Los sindicatos mayoritarios han tenido tanta mano izquierda durante todo este proceso, que apenas sabían ya utilizar la diestra. Esto parece razonablemente verdad. Pero también es verdad que el axioma del “conflicto de clases” y las formas en las que se manejan las divergencias de objetivos entre empresarios y trabajadores, no son las mismas que hace, pongamos por caso, 32 años. Probablemente los sindicatos hayan sabido ver eso. Pero finalmente han aguantado hasta donde han podido. Y la raya a partir de la cual ya no les ha sido posible hacerlo se llama “dignidad”. Es así de claro. Ellos sabían de antemano que el Gobierno no podía dar marcha atrás en la reforma laboral aprobada, pero la “mala conciencia”, que entrecomillo con toda intención, ya no les dejaba otra salida que convocar la movilización. Resulta bastante ilustrativo el comentario de Ignacio Fernández Toxo, cuando manifestó que “convocar una Huelga General es una auténtica putada”. Yo creo que todos entendemos qué es lo que quería decir diciendo lo que decía.

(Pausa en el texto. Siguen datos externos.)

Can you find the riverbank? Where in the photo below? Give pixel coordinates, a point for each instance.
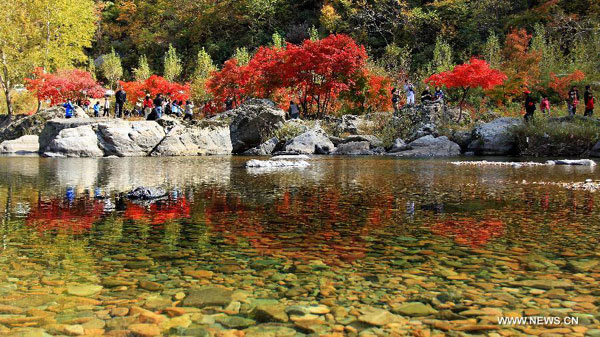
(259, 128)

Sin embargo, los sindicatos han sacado algo positivo de esta huelga huérfana de entusiasmo. A tres semanas del día 29 de septiembre, el que más y el que menos, creía que la convocatoria iba a tener un seguimiento infinitesimal. No había ambiente de huelga. Sólo desgana. Y sin embargo, las organizaciones sindicales se han puesto las pilas, y han conseguido hacer un test bastante afortunado del músculo movilizador del que aún disponen. Si con un móvil más que dudoso, el resultado, guerra de cifras al margen, ha sido el que ha sido, ¿qué hubiera pasado de haber contado con uno de contundencia más tangible?

En fin, que a los sindicatos se les han hecho muy largas las 24 horas del 29 se septiembre. Más que un día sin pan. Y me parece que los sindicatos no querían, queriendo, esta huelga.

Los trabajadores se han quedado en medio de todo este lío, como una isla que no tuviera ni aeropuerto ni muelle para barcos. Es como si hubieran visto una película en la que al salir del cine uno no está seguro de que el malo fuera tan malo, ni tan bueno, el bueno. O al revés. O tampoco. Ni los sindicatos se habían ganado su respaldo con la constancia suficiente, ni el Gobierno el beneficio de ser defendido.

Cuando hay una Huelga General, parece que lo razonable es que cada uno esté en el sitio que le corresponde. En esta, que además no servirá para cambiar el rumbo de las decisiones en materia legislativa que la motivaron, o puede que precisamente por ello, todo el mundo pareció jugar a las cuatro esquinas, y situarse dónde no se le esperaba. Pero hubo huelga. Parece que una vez más se demuestra que todos los caminos llevan a Roma.